馮濤さんの近くには高さ10メートル以上ある熱分解焼却炉が2つそびえ立つ。焼却炉の炎の温度は1000度に達し、新型コロナウイルス関連肺炎の医療廃棄物を含む様々な医療廃棄物を焼却している。
7つの処理工程を経て、医療廃棄物は排出基準を満たす気体に変わり、わずか0.07%の残留物は浸出毒性検査に合格してから埋め立てる。
馮濤さんは、「勤務中はできるだけ飲み食いせず、トイレに行かない。食事をしたりトイレに行ったりする場合、新しい防護服に着替えなければいけない。消毒に時間がかかるだけでなく、防護服の数が限られているため、できるだけ節約したい」と話す。
作業場は3フロアで、それほど広くない。馮濤さんはここで8時間連続勤務し、2~3万歩あるく。
マスクから漏れた息で防護めがねが曇り、彼はどんな方法を試してもこの問題を解決できなかった。左胸につけている無線機が鳴ったが、防護服ごしで相手の指令が聞こえにくい。

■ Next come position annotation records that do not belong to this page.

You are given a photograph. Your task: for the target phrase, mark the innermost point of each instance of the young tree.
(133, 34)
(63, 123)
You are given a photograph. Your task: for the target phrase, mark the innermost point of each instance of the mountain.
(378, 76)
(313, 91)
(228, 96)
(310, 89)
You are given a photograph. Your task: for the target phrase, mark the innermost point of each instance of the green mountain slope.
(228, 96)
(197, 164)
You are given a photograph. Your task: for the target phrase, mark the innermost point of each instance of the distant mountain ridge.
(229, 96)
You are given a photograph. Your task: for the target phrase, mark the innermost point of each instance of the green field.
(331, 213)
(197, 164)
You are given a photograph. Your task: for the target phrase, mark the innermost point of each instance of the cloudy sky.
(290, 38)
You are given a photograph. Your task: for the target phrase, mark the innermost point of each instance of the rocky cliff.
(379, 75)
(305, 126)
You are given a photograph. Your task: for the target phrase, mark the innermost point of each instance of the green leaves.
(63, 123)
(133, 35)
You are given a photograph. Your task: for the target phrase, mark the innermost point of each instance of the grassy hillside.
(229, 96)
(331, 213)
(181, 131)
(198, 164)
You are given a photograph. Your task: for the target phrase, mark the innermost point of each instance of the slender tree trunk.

馮濤さんは、「会社は私たち感染して生産に支障が出るのを恐れている。私たちは家族に感染することを恐れ、帰宅もできない」と話す。旧暦1月2日から、彼は31人の同僚とともに処理センターで勤務している。5歳の娘について話し始めると、馮濤さんは涙をこらえきれず、防護めがねはさらに曇った。
処理センターの最高警戒レベルのエリアは5階にあり、医療廃棄物の保管庫になっている。

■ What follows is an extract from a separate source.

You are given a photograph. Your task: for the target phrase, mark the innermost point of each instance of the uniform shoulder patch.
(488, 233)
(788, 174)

密封された医療廃棄物は輸送車から卸されるとエレベーターで1階の荷卸しフロアから5階の保管庫に直接運ばれる。これらの医療廃棄物が入った黄色い箱は、保管庫で展伸加工作業員と種乗せ作業員によって焼却炉に投入される。
河南省出身の46歳の劉雲合さんは展伸加工作業員で、センターで最も良い防護装備を使っているが、防護手袋ごしに様々な医療廃棄物に触れなければいけない。

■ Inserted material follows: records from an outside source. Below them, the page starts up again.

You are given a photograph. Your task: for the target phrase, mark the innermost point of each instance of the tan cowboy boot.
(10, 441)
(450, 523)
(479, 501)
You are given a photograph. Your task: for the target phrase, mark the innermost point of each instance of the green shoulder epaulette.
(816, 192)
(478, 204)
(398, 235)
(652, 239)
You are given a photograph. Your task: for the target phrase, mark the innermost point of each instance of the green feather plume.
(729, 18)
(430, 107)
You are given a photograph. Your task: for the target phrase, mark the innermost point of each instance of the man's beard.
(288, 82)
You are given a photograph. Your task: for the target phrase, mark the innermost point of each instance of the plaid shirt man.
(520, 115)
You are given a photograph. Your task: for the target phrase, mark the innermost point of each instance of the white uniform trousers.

2人の作業員以外はここに近づいてはならない。劉雲合さんは無線機で外部と連絡をとり、6~7台の画面がある処理センター総制御室では作業員がモニターでこのエリアの作業状況を観察している。
保管庫での作業は力仕事で、勤務が終わると、劉雲合さんが防護服の中に着ている2枚のシャツは汗でびしょ濡れになっている。彼はそのことを気にしておらず、仕事が終わる直前にトイレに行きたくなることを最も恐れている。防護服を1着節約するためにトイレを我慢することもあるという。
ウルムチ市の西郊外にある処理センターは医療廃棄物の処理量が新疆で最も多い。処理センターは年間最大9000トンの医療廃棄物を焼却処理し、ウルムチ市、石河子市、五家渠市、呼図壁県、阜康市の医療廃棄物の処理を請け負う。
2014年の運営開始以来、処理センターは新疆彙和瀚洋環境工程技術有限公司がフランチャイズ経営している。責任者の何海龍さんによると、現在は1日約14トンの医療廃棄物を処理し、自治区が一級マニュアルを発動してから、同センターは「即日処理」を実行し、新型肺炎の医療廃棄物を優先して処理している。
自治区生態環境部門の統計によると、自治区の14の地州市に正常稼働中の医療廃棄物集中処理施設は20カ所あり、1日約60トンを処理している。1月20日以降の全区の処理量は1100トンに達した。
自治区生態環境庁固体廃棄物・化学品処の責任者の楊春さんは、「感染症撃退戦が始まってから、新疆各地の医療廃棄物処理施設の作業員は第一線で勤務し続けている。彼らの努力により、医療廃棄物が迅速かつ有効的に処理され、感染症予防・抑制のニーズが満たされている」と話した。